We are moving large amounts of data on a LAN and it has to happen very rapidly and reliably. Currently we use windows TCP as implemented in C++. Using large (synchronous) sends moves the data much faster than a bunch of smaller (synchronous) sends but will frequently deadlock for large gaps of time (.15 seconds) causing the overall transfer rate to plummet. This deadlock happens in very particular circumstances which makes me believe it should be preventable altogether. More importantly if we don't really know the cause we don't really know it won't happen some time with smaller sends anyway. Can anyone explain this deadlock?
Deadlock description (OK, zombie-locked, it isn't dead, but for .15 or so seconds it stops, then starts again)
- The receiving side sends an ACK.
- The sending side sends a packet containing the end of a message (push flag is set)
- The call to socket.recv takes about .15 seconds(!) to return
- About the time the call returns an ACK is sent by the receiving side
- The the next packet from the sender is finally sent (why is it waiting? the tcp window is plenty big)
The odd thing about (3) is that typically that call doesn't take much time at all and receives exactly the same amount of data.
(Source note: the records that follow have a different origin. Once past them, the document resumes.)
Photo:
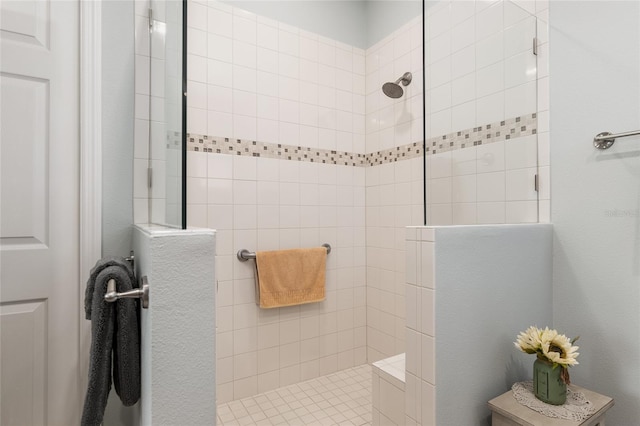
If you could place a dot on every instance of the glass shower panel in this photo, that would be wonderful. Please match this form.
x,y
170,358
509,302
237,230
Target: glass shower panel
x,y
166,196
482,112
On a 2Ghz machine that's 300 million instructions worth of time. I am assuming the call doesn't (heaven forbid) wait for the received data to be acked before it returns, so the ack must be waiting for the call to return, or both must be delayed by something else.
The problem NEVER happens when there is a second packet of data (part of the same message) arriving between 1 and 2. That part very clearly makes it sound like it has to do with the fact that windows TCP will not send back a no-data ACK until either a second packet arrives or a 200ms timer expires. However the delay is less than 200 ms (its more like 150 ms).
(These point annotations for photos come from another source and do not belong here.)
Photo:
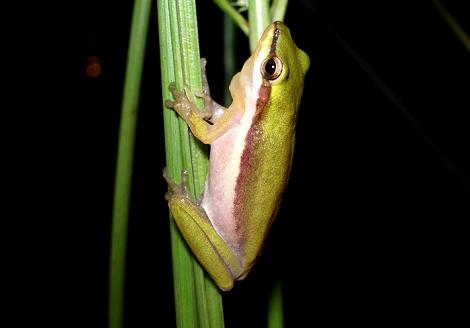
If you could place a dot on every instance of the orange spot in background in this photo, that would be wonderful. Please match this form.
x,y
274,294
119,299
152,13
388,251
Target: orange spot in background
x,y
93,67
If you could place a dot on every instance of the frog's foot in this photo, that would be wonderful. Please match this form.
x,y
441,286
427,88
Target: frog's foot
x,y
183,104
175,189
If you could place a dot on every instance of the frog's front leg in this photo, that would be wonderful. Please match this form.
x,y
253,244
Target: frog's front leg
x,y
196,119
210,249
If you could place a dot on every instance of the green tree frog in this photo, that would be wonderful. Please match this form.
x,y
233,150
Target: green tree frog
x,y
251,149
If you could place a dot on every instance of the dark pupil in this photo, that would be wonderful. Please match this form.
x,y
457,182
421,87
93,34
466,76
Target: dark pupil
x,y
270,67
The third unseemly character (and to my mind the real culprit) is (5). Send is definitely being called well before that .15 seconds is up, but the data NEVER hits the wire before that ack returns. That is the most bizarre part of this deadlock to me. Its not a tcp blockage because the TCP window is plenty big since we set SO_RCVBUF to something like 500*1460 (which is still under a meg). The data is coming in very fast (basically there is a loop spinning out data via send) so the buffer should fill almost immediately. Msdn mentions that there various "heuristics" used in deciding when a send hits the wire, and that an already pending send + a full buffer will cause send to block until the data hits the wire (otherwise send apparently really just copies data into the tcp send buffer and returns).
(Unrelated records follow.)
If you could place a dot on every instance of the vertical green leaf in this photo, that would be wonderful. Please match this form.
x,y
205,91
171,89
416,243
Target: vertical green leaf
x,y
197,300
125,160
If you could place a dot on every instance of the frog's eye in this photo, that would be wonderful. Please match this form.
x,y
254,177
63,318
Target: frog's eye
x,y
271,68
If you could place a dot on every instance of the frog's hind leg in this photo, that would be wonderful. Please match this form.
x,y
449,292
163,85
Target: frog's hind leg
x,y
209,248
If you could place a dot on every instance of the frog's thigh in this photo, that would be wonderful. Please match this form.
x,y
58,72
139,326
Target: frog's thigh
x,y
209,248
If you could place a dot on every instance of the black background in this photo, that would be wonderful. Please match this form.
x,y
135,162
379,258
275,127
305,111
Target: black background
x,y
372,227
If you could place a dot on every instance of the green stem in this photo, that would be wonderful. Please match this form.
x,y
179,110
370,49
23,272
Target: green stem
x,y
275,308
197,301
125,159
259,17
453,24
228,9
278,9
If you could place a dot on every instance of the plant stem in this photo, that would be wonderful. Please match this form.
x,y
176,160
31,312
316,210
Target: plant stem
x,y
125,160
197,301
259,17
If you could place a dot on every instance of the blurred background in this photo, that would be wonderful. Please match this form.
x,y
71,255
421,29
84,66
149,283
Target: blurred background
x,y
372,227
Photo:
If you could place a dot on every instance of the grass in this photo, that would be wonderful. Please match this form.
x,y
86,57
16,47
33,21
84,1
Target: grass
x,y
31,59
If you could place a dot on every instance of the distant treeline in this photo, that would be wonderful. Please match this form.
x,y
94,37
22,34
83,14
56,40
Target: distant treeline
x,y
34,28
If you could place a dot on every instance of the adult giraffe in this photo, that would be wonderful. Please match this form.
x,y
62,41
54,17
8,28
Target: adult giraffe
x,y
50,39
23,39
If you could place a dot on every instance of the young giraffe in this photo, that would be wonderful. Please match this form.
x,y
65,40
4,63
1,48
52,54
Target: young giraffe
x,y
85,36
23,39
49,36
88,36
Anway, why the sender doesn't actually send more data during that .15 second pause is the most bizarre part to me. The information above was captured on the receiving side via wireshark (except of course the socket.recv return times which were logged in a text file). We tried changing the send buffer to zero and turning off nagel on the sender (yes, I know nagel is about not sending small packets - but we tried turning nagel off in case that was part of the unstated "heuristics" affecting whether the message would be posted to the wire. Technically microsoft's nagel is that a small packet isn't sent if the buffer is full and there is an outstanding ACK, so it seemed like a possibility).